Because this economic slavery has been going on for so long, the majority of people accept it as 'the way the world is', or 'the norm'. We need to change our idea of what is normal...we are being seriously and violently abused, and it is time to see that and step out of their Matrix and think beyond the limited and limiting options imposed by the evil few on the ordinary, good people, whose country it is. Were it not for the prison and corruption they have created for us - we would live in abundance and freedom and peace.
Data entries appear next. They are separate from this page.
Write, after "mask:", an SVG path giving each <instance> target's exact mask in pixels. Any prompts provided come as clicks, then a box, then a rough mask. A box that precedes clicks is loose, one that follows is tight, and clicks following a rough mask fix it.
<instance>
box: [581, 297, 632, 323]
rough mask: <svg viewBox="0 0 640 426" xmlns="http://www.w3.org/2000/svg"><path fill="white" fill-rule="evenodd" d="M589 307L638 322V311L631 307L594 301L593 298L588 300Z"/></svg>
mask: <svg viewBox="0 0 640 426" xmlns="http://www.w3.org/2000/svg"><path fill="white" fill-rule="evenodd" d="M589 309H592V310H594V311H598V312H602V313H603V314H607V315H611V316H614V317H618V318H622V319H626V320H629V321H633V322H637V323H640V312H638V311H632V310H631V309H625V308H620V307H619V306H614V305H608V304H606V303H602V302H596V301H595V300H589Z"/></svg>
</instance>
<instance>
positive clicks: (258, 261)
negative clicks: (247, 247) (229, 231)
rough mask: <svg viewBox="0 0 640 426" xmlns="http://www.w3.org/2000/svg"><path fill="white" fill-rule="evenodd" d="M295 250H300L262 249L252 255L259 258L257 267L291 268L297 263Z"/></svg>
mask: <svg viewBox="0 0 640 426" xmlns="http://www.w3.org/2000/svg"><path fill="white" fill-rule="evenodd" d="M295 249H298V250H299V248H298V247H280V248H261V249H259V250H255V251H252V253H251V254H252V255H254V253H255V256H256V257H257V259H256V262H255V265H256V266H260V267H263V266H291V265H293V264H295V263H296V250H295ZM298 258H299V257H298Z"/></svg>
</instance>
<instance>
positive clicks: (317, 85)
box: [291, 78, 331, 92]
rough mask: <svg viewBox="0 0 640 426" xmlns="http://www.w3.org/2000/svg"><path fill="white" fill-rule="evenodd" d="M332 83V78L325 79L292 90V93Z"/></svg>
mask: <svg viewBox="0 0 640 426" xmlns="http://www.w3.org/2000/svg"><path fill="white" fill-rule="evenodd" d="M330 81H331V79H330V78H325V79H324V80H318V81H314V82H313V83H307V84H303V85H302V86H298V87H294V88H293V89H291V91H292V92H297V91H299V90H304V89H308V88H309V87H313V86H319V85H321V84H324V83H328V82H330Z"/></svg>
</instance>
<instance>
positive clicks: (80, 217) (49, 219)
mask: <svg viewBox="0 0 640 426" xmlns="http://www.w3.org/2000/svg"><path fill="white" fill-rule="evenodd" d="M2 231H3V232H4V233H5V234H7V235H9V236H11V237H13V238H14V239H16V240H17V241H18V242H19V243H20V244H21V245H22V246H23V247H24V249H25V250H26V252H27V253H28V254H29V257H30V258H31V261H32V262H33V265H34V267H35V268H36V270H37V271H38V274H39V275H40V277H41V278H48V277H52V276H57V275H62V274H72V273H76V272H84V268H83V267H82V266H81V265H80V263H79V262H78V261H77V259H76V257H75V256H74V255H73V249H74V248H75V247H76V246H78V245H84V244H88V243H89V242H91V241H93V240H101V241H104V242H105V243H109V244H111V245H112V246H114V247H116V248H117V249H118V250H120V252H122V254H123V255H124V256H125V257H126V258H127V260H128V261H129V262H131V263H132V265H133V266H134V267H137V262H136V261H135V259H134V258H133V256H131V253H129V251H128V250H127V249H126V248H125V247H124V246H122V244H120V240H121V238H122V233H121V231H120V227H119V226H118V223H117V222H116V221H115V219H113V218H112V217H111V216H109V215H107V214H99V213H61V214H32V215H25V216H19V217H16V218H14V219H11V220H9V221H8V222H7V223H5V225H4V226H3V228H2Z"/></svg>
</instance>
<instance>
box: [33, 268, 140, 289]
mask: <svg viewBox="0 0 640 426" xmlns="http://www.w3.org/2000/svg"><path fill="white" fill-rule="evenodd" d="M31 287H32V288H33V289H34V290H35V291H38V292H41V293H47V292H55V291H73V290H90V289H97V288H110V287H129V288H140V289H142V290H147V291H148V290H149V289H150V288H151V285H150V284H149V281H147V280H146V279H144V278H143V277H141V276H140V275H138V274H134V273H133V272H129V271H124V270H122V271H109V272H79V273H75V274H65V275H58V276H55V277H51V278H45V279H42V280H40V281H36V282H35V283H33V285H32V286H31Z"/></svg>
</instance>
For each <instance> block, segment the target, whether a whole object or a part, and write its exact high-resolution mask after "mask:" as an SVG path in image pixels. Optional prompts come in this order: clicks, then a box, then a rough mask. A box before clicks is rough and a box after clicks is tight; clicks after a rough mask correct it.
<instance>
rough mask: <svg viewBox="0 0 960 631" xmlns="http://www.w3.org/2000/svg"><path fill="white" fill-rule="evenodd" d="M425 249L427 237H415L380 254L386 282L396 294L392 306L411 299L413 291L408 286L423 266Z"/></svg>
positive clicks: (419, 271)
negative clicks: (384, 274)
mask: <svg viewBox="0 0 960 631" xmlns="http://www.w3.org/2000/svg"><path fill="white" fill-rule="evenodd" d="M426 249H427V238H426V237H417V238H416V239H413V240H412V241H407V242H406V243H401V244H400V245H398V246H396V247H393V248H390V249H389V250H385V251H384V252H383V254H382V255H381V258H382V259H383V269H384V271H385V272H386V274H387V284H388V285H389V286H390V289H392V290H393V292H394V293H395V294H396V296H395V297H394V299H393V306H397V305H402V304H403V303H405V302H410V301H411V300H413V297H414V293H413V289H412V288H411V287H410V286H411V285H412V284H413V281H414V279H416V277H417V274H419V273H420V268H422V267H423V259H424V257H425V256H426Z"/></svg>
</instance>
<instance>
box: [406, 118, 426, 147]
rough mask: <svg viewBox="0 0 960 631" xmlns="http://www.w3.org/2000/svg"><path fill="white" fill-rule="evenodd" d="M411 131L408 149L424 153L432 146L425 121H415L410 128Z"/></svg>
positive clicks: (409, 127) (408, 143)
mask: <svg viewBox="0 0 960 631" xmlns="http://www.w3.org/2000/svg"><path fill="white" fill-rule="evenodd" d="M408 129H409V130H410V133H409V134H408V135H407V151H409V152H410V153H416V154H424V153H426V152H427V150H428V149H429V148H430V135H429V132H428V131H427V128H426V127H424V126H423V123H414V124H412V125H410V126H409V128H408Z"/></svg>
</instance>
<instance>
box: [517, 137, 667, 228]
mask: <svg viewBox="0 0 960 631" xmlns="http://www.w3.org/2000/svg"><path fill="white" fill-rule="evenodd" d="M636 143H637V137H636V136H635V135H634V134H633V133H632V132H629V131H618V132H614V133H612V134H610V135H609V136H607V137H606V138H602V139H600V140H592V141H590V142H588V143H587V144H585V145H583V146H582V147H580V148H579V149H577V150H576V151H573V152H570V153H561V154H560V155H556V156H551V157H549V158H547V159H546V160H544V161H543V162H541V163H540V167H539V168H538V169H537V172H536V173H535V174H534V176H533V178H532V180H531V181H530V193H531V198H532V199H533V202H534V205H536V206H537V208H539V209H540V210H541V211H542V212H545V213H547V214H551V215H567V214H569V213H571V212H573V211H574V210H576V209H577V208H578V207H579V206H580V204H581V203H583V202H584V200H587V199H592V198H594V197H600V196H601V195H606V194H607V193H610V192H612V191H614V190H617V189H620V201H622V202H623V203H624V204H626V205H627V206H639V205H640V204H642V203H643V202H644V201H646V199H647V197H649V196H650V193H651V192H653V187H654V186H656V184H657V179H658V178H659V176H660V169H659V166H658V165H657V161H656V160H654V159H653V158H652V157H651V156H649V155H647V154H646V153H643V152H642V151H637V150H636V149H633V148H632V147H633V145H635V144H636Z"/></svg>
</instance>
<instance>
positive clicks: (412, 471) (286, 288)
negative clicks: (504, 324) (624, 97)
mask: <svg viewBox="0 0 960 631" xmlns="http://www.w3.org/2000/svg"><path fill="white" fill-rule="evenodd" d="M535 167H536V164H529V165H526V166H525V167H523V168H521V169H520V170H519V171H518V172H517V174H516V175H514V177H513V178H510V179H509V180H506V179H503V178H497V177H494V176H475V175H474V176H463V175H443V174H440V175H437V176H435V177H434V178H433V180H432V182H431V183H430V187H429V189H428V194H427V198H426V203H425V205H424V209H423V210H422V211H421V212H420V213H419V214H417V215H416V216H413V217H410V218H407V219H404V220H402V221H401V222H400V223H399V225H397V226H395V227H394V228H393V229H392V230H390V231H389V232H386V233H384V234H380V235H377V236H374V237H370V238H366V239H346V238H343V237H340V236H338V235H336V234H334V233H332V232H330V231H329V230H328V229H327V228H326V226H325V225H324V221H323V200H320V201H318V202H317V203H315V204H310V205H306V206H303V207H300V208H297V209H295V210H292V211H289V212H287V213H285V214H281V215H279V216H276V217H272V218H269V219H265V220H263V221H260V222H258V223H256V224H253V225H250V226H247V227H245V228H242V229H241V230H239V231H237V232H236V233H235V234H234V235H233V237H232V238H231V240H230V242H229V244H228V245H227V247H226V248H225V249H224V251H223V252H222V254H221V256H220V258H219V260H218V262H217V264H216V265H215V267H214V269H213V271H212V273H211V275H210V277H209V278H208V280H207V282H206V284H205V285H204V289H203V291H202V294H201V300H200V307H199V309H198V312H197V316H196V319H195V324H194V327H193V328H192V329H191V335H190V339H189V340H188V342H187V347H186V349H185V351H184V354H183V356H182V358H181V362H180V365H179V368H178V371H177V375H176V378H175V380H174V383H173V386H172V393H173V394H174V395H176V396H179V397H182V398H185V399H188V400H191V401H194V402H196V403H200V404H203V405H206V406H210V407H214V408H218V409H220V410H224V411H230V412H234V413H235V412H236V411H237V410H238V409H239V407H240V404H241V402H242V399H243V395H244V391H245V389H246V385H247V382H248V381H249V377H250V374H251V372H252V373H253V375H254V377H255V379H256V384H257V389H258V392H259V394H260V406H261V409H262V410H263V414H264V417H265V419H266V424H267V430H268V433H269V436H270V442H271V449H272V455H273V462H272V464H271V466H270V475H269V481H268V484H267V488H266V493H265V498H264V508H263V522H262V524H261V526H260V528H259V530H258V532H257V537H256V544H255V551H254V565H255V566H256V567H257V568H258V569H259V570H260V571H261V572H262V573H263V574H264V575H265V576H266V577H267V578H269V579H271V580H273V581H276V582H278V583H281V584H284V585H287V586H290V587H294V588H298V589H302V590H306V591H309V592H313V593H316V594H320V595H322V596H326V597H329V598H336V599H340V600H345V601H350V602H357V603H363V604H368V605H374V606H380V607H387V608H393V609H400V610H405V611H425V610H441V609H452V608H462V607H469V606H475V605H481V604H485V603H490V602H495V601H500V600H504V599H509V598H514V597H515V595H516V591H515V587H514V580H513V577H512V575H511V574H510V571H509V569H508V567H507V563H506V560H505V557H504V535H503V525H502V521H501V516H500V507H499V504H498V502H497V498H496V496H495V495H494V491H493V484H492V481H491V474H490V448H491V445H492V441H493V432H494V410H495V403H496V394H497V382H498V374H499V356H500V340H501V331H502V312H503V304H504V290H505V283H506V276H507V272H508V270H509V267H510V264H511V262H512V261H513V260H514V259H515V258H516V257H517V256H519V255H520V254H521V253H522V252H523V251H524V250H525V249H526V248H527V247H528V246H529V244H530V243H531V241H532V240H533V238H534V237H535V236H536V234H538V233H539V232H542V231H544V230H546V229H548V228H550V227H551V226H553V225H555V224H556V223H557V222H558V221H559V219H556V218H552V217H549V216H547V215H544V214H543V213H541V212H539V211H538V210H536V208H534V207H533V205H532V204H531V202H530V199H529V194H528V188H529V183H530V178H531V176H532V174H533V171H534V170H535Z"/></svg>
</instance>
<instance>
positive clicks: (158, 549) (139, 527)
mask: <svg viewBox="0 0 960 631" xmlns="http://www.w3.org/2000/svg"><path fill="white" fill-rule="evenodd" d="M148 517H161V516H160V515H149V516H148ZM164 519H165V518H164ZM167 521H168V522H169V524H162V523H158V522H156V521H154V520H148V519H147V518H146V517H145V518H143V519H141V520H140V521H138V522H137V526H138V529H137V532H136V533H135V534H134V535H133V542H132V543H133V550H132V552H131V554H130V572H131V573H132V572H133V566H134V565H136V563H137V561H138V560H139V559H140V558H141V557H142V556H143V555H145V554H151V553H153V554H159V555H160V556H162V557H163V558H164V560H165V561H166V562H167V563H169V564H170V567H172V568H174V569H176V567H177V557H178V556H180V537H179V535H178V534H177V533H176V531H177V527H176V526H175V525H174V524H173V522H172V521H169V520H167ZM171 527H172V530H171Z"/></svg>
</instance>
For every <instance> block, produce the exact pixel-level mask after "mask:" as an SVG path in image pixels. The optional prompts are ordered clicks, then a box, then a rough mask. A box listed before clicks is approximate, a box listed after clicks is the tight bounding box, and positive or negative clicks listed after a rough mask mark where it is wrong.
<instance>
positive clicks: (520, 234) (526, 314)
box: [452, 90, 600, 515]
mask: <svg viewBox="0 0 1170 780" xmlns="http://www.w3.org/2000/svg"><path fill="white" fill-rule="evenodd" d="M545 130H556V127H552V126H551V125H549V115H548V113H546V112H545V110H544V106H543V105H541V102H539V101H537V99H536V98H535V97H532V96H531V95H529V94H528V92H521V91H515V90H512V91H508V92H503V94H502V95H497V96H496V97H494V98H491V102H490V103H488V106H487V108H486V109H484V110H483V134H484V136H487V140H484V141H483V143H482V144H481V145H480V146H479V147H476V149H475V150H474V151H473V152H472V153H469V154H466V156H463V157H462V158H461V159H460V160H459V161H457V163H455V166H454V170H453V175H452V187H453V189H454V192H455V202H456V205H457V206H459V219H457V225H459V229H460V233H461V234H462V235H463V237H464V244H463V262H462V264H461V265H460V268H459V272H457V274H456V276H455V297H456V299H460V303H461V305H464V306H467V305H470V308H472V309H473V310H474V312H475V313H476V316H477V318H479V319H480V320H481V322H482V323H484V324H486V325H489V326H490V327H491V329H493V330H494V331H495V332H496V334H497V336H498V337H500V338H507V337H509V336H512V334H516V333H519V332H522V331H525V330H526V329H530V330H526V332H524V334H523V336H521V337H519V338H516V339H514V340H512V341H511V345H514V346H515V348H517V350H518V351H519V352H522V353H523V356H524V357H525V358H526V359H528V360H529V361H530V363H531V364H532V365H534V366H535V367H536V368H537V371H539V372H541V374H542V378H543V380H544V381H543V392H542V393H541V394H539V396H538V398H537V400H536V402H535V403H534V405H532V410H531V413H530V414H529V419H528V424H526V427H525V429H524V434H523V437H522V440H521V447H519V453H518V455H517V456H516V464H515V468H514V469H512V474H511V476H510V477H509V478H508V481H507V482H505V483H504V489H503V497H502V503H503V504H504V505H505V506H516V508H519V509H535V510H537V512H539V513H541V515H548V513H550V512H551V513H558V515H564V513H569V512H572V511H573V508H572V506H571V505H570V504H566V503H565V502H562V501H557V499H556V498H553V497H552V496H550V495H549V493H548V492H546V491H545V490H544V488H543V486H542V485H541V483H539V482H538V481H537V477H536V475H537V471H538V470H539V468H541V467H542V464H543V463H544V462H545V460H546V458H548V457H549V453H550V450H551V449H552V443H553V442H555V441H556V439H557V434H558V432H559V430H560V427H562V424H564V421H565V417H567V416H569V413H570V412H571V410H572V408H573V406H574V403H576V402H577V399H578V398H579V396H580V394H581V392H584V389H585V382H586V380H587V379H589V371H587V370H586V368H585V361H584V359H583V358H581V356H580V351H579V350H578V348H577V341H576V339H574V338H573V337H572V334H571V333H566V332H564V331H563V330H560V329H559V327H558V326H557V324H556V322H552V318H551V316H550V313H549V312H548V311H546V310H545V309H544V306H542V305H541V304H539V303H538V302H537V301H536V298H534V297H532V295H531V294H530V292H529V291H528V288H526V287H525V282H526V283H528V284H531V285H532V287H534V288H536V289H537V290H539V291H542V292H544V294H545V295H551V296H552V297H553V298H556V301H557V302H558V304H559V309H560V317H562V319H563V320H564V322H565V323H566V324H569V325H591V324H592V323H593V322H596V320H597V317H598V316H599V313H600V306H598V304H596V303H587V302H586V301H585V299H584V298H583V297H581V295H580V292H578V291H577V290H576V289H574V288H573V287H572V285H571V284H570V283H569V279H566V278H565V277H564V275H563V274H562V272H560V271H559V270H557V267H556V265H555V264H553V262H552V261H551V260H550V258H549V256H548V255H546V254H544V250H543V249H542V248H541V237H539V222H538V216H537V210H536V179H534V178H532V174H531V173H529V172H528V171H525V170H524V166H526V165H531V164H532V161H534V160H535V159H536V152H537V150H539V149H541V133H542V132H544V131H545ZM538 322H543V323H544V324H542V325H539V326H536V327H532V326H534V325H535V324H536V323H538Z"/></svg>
I am aware that our economy is set up to promote what I call the "dollar" slave serving the elite. But these slaves serve many masters, including other slaves. Unfortunately, when I enter this "slave" premise into a discussion to support what another person is saying about the economy, that preson will take insult and accuse me of playng the conspiracy card. People do not want to admit that they have been misled to support a slave style system.

Social norms is a tragic topic. It is powered by perception. 100,000 years ago, the soical norm was to sleep when one was tired and forage for food when one was hungry. We think it odd for someone to live that way today and have convinced ourselves that it is wrong. 5,000 years ago the social norm was to migrate where food was plenty and climate was agreeable. Today, we find that behavior wrong and have instigated policing policies to stop migration. 2,000 years ago, the social norm was to stone a woman to death for adultery. For some societies that behavior is no longer appropriate and now we are pushing to make it a world-wide social norm to end stoning.

Morality is pure perception that can be manipulated. An action is neither moral or immoral but our current beliefs make it one or the other. People claim it is our morality that separates us from the animals. I disagree. I claim it is our ability to construct reason.

It is these reasons we have constructed in our minds that allow billions of people to serve a handful of masters. The housing situation is just one of thousands of issues that make absolutely no sense applied to a physical reality. People need shelter from the elements. That is survival. Unfortunately, people have constructed reasons allowing them to believe that their survival depends on someone else. They do not know what freeedom is because they have never experienced it.

Then again, who wants to go back to the stoneage where survival of the fittest was the social norm? I am prepared for it but I admit, I have grown accustomed to my carefree lifestyle where I don't have to worry about foraging for food or migrating with my temporary shelter to a more agreeable climate while I push out ten babies hoping at least one will survive.

I agree to give my sweat and body to survive. I would be sweating and using my body anyway to survive if society wasn't here. Just don't piss in the wind telling me it's rain just so I'll share my umbrella. And don't sell me something I need to survive and tell me later that it's immoral to find a cheaper price to pay.